Women and Justice: Keywords

Domestic Case Law

Application by Tuğba Arslan Constitutional Court (2014)

Gender discrimination

A judge removed Tuğba Arslan, a member of the Ankara Bar Association, from a hearing because Arslan was wearing a headscarf while representing a party. The judge postponed the hearing and ordered alternate counsel in Arslan’s place. Turkish Bar Association rules prohibit attorneys from wearing headscarves during hearings. Arslan appealed to the Constitutional Court, claiming that because no legislation prohibited headscarves during hearings, her rights to freedom of religion and equal treatment had been violated. The Court agreed, holding that women may wear headscarves in accordance with Islam and the practice is common in Islamic society; therefore, the Arslan’s religious right was violated. Further, the Court stated that some limitations could be placed on rights but that such limitations, among other requirements, must be prescribed by law. Moreover, the Court reasoned that Arslan’s removal violated the non-discrimination principle, since on the one hand, women attorneys who do not wear headscarves are permitted to attend hearings while Arslan, on the other hand, is not.

International Case Law

Dogru v. France European Court of Human Rights (2009)

Gender discrimination

Gender discrimination. The Muslim applicant, aged eleven at the material time, was enrolled in the first year of a state secondary school and wore a headscarf to school. On seven occasions in January 1999 the applicant went to physical education and sports classes wearing her headscarf and refused to take it off despite repeated requests to do so by her teacher, who explained that wearing a headscarf was incompatible with physical education classes. At a meeting on 11 February 1999 the school's pupil discipline committee decided to expel the applicant from the school for breaching the duty of assiduity by failing to participate actively in physical education and sports classes. The applicant's parents appealed against that decision to the appeal panel. The applicant claimed that expelling her for wearing the headscarf had amounted to an interference with her religious freedom under Article 9 of the Convention. The court however held that her rights were not infringed, following the Turkish case of Leyla Sahin (Leyla Sahin v. Turkey ([GC], no. 44774/98, ECHR 2005-XI) whereby it was found that secularism, as upheld by the French Government in that case, was of fundamental constitutional value in terms of the importance of the protection of women's rights.
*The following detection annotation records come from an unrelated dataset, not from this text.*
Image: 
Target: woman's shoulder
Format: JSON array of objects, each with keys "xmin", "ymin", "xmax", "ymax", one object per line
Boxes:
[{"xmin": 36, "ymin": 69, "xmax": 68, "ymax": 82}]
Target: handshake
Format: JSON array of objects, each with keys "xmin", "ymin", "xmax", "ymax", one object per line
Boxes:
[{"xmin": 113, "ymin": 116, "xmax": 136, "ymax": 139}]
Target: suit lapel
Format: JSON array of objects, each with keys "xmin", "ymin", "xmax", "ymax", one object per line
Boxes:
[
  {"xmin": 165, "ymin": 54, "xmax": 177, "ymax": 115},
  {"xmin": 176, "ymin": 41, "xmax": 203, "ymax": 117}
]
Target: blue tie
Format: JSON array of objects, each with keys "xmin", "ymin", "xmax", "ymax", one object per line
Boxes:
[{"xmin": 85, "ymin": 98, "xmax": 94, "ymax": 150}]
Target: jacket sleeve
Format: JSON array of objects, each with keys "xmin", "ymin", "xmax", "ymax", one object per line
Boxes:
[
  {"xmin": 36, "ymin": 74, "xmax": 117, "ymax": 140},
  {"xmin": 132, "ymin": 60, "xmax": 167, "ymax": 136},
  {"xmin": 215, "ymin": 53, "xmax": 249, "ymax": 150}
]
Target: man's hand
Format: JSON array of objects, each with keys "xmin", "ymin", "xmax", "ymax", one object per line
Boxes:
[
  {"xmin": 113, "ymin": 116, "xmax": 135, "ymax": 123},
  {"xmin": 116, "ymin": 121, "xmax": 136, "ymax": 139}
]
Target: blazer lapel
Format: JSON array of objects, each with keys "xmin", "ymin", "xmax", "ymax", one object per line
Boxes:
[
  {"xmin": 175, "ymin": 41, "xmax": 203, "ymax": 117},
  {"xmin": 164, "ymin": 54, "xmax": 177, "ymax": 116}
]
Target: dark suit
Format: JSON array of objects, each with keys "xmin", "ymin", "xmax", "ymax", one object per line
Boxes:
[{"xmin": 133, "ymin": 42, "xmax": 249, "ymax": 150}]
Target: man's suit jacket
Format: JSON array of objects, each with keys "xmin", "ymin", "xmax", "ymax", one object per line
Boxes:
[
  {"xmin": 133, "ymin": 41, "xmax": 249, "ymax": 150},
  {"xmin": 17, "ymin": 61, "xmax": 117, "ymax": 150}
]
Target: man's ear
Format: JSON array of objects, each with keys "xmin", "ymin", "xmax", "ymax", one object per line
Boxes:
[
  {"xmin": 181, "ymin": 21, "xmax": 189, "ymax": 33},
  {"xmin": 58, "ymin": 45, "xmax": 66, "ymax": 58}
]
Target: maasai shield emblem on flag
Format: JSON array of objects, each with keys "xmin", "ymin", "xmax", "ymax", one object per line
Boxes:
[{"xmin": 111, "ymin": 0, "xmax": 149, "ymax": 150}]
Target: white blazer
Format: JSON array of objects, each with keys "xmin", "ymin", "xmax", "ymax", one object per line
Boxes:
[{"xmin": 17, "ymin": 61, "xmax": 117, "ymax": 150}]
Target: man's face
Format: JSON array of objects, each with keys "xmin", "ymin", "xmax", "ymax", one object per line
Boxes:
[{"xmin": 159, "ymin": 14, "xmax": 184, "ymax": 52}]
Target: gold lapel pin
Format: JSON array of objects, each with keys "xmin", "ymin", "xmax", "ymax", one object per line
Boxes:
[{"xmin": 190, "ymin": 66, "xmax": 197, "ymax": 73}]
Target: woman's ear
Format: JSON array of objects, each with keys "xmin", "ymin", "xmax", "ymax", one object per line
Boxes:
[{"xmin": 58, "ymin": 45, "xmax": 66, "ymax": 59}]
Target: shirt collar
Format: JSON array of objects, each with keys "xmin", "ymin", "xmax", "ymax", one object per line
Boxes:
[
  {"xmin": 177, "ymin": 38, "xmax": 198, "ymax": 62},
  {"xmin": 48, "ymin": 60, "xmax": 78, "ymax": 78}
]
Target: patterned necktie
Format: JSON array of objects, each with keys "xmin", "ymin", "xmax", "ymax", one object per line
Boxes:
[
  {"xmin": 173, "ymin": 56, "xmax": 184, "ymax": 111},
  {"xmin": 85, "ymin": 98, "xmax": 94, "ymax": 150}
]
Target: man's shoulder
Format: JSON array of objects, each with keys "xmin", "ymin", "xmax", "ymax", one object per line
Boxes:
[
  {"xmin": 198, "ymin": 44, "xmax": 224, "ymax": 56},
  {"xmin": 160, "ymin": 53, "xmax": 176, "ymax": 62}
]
It was held that secularism was undoubtedly one of the fundamental principles of the State which was in harmony with the rule of law and respect for human rights and democracy. The court thus noted that secularism was the guarantor of democratic values, ensuring that all citizens are treated equally. The court confirmed that the freedom to manifest one's religion could be restricted in order to defend such values. It concluded that this notion of secularism was consistent with the values underpinning the Convention.